What she did not plan on was being roped into Aunt June’s latest crusade before she’d even finished her morning coffee.

The rest of the café was already buzzing, the way a beehive hums just before it swarms. People clutched their mugs tighter, leaned across tables, and whispered theories like they were auditioning for a true crime podcast.

“Could’ve been Gerald,” said the fishing-cap man, his voice carrying. “He’s been sore about that scarf raffle for years.”

“Gerald couldn’t strangle a loaf of bread,” someone shot back.

“I heard it was the yoga instructor,” the protein-ball woman added, in the tone of someone deeply committed to being the first to declare a suspect.

June was in her element, making mental notes like a general preparing for war. “See? Already half the town has alibis that don’t make sense. We’ll start at the knitting club meeting tonight. I’ll get us in.”

“Us?” Marigold asked, because apparently she liked to make the mistake of giving her aunt conversational openings.

“Yes, us. You’ve got a keen eye for detail. Remember when you caught the mayor wearing two different shoes at the Easter parade?”

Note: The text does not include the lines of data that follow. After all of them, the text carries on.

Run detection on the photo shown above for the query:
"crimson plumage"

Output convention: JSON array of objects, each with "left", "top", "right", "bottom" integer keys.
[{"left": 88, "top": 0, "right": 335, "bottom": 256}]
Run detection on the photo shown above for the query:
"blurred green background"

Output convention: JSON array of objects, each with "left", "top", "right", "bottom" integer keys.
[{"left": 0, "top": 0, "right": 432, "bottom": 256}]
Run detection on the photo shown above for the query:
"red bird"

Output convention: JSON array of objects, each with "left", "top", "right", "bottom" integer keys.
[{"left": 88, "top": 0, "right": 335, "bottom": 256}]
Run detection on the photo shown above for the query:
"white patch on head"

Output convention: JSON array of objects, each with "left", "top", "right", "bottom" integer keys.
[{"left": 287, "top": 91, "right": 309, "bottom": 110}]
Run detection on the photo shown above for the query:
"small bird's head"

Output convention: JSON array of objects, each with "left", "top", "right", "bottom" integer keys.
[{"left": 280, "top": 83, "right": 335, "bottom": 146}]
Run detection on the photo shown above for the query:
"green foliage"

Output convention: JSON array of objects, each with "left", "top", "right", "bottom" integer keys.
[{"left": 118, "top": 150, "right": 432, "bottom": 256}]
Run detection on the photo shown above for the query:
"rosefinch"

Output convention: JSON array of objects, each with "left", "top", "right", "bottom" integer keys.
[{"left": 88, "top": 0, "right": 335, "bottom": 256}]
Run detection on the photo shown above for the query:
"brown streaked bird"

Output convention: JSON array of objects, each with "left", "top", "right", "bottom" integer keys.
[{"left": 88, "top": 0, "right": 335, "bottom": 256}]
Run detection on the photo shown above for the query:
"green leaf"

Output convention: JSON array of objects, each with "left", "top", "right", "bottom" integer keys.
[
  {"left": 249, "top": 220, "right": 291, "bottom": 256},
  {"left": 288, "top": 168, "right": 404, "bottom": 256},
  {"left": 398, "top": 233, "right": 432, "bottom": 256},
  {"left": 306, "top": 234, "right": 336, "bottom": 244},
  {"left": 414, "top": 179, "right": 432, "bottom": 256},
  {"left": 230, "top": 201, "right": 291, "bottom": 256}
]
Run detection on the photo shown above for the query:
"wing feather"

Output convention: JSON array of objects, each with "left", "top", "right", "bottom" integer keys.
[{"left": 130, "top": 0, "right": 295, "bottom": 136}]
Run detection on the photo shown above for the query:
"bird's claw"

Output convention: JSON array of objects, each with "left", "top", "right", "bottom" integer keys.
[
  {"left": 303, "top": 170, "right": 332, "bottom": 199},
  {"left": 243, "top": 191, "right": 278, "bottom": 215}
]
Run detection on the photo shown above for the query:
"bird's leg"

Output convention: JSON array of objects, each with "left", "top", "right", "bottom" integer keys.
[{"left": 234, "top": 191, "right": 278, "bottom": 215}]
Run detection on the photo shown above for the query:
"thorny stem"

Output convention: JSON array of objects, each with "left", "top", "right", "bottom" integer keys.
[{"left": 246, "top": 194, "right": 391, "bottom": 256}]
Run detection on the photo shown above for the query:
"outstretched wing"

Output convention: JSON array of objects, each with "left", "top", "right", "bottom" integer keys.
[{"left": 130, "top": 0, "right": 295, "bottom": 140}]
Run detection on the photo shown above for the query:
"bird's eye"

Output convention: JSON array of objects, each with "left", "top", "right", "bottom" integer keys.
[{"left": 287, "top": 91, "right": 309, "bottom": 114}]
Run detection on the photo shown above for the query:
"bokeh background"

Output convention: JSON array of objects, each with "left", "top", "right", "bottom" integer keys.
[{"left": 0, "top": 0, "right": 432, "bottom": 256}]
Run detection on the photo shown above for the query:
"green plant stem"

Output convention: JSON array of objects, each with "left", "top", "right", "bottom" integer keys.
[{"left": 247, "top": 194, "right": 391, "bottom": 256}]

“That wasn’t keen observation. He tripped over a child.”

June waved a dismissive hand. “Details. You’re coming.”

Mr. Pickles, traitor that he was, wagged his tail like he’d just been invited to a biscuit buffet.

Marigold took a long, fortifying sip of coffee, staring out the window at the rain-speckled street. This was supposed to be her quiet year. But as the caffeine hit, she could already feel the tide turning. Windermere Cove had a way of pulling you into its drama whether you wanted it or not — and Edith Halloway’s murder was shaping up to be the biggest show in town.

She sighed. “Fine. I’ll come to the knitting club meeting.”

June grinned like she’d just checkmated a grandmaster. “Excellent. Wear something nice. We’re going to be mingling with murderers.”

Mr. Pickles sneezed — which, in hindsight, might have been his way of saying finally, we’re getting somewhere.